# `ibis` Single Table Verbs

We will be focusing on how to use the `ibis` package, a successor to the popular `pandas` package, for manipulating tabular data. We begin by importing the `ibis` package.   (We include two additional imports from the package which are commonly referred to using their short names, the table placeholder `_` instead of `ibis._`, and the selectors methods as `s` instead of the verbose `ibis.selectors`.  We will see these in action later). 

### Learning Goals

- establish a connection with `duckdb.connect()`
- use `head()` and `excute()` to preview large data
- use `select()`, `distinct()`, `filter()` and `count()` to explore data.

### Getting started

To use `ibis`, we must also select a backend.  We will always be using the quite new and very powerful `duckdb` backend for all of our tasks.  We select a backend by creating a "connection".  The details here are not important for us, we can treat this first block as "boilerplate" starting code.  

In [4]:
import ibis
from ibis import _
import ibis.selectors as s

con = ibis.duckdb.connect()

We are now ready to read in our data.  We will begin by reading the metrics table from the direct access link, as indicated in the URL below.  `con.read_csv()` is quite similar to the `pandas.read_csv()` we saw in module 1, though the optional arguments get some different names and are not quite as flexibile.  One important option for our purposes will be the how to indicate missing values.  In the past, we've seen negative values like `-99` be used to indicate missing values.  That convention reflects limitations of early software, which had no natural concept of "missing". More modern conventions indicating missing values as "NULL" or "NA".  We indicate the data has chosen the latter:

In [2]:
metrics_url = "https://huggingface.co/datasets/cboettig/ram_fisheries/resolve/main/v4.65/tsmetrics.csv"
tsmetrics = con.read_csv(metrics_url, nullstr="NA")

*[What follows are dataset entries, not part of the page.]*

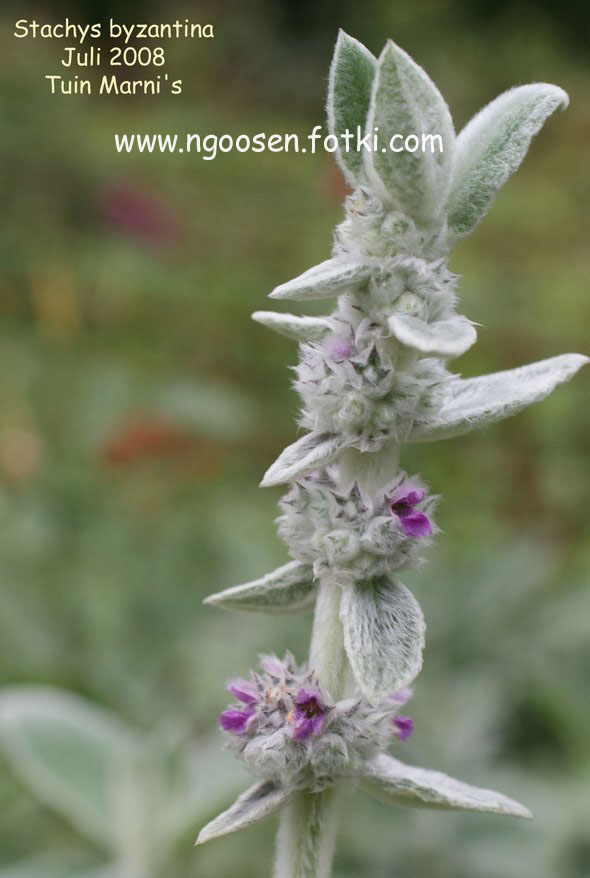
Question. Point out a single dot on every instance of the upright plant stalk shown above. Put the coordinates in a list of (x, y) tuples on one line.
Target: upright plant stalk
[(372, 376)]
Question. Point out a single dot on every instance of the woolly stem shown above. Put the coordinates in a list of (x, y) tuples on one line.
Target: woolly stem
[(307, 835), (309, 823)]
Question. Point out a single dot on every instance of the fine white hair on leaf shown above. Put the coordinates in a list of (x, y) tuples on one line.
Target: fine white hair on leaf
[(492, 146), (394, 782)]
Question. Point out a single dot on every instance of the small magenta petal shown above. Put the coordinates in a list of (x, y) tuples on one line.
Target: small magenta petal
[(404, 726), (415, 524), (243, 690), (413, 498)]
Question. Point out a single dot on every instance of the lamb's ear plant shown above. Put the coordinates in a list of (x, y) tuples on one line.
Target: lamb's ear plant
[(132, 795), (372, 375)]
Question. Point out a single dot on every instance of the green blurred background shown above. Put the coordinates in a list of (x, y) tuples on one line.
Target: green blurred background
[(140, 406)]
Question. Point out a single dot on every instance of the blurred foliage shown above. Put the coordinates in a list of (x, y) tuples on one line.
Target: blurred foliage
[(140, 406)]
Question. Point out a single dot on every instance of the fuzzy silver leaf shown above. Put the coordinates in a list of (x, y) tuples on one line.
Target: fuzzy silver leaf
[(349, 95), (383, 630), (492, 146), (395, 783), (286, 589), (442, 338), (258, 802), (405, 101), (309, 453), (293, 326), (330, 278), (474, 402)]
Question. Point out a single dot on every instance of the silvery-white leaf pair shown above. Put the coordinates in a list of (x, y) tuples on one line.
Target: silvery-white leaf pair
[(372, 375)]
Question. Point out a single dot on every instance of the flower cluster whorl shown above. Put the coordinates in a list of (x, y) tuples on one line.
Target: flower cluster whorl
[(350, 386), (354, 534), (287, 730)]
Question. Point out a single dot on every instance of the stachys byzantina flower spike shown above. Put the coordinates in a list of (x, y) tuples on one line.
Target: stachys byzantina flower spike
[(373, 374)]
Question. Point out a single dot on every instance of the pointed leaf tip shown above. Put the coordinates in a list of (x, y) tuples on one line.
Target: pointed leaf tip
[(384, 631), (474, 402), (258, 802), (311, 452), (492, 146), (330, 278), (287, 589), (293, 326), (349, 94), (404, 103), (395, 783)]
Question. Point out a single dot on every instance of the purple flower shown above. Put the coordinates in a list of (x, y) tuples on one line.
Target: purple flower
[(243, 690), (235, 720), (308, 715), (413, 522), (404, 726)]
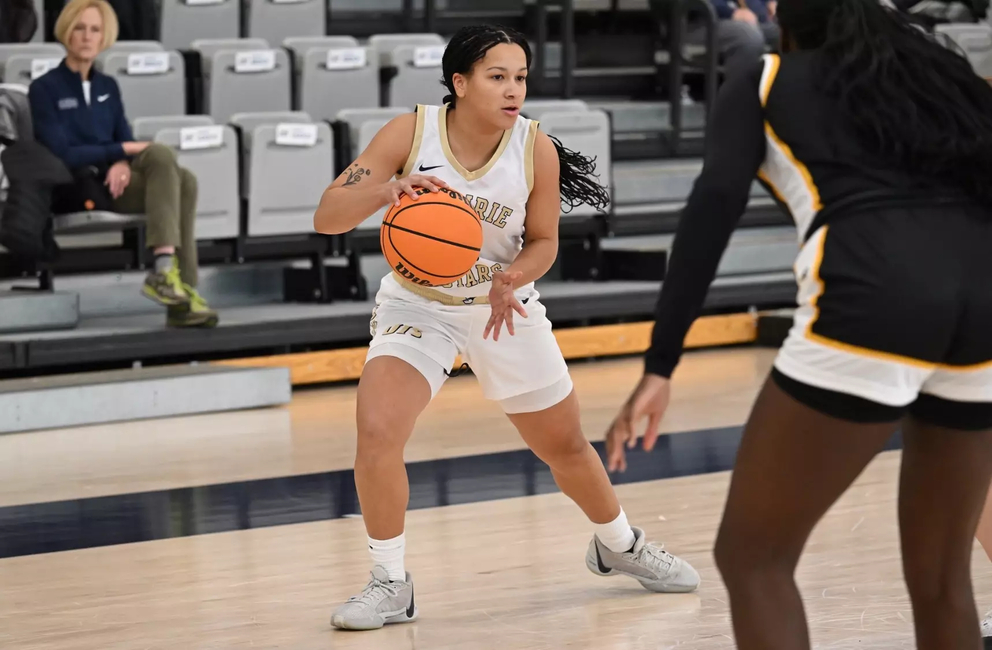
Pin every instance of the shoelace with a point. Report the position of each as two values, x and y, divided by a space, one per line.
373 593
658 556
194 296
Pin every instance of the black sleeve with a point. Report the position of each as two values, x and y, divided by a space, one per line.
735 149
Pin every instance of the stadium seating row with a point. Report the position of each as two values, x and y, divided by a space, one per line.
282 162
329 74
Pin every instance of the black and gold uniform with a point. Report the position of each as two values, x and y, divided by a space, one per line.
894 272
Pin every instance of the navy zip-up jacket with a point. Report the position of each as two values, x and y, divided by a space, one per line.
726 8
80 135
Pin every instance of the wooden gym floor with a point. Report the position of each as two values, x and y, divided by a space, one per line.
251 538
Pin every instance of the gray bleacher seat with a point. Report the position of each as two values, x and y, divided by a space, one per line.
214 162
182 23
277 21
145 128
975 39
323 90
373 6
18 59
242 75
536 108
132 46
363 124
152 82
418 78
284 182
587 132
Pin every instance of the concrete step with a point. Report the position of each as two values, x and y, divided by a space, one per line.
36 311
124 395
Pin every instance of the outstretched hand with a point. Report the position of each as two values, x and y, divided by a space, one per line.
503 304
650 400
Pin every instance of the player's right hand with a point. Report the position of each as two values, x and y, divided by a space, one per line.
650 400
396 189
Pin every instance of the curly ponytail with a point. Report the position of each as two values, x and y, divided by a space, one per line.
577 186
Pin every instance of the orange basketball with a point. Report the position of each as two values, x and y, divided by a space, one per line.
434 240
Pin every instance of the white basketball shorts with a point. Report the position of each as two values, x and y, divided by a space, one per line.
525 372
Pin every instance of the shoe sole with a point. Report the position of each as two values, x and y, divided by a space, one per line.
340 623
592 565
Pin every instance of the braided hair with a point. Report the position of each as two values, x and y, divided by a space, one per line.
469 46
917 104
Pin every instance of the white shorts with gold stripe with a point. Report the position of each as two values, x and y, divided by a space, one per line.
525 372
895 305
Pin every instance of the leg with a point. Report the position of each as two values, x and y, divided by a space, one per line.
944 484
188 260
793 464
408 356
555 435
740 44
198 312
154 191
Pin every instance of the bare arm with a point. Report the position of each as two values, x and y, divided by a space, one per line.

### Previewing data: `head()` and `execute()`

Let's take a look at our new table:

In [3]:
tsmetrics

This doesn't look like a pretty pandas table! Where are the values?  Actually, as we become more familiar with `ibis` we learn to appreciate the display choice here.  `ibis` is designed for working with very big data. An important part of this is something called _lazy evaluation_. Even downloading a very large fle might take a long time, and trying to load a large dataset into python all at once can exceed available RAM and crash the kernel.  Instead, `ibis` merely "peeks" at the data over the remote connection -- without even downloading it! It tells us the names of each column and the data type (e.g. string, or numeric, etc) that the read_csv method has 'guessed' for the data.  As we will see, this is often the most useful information anway.  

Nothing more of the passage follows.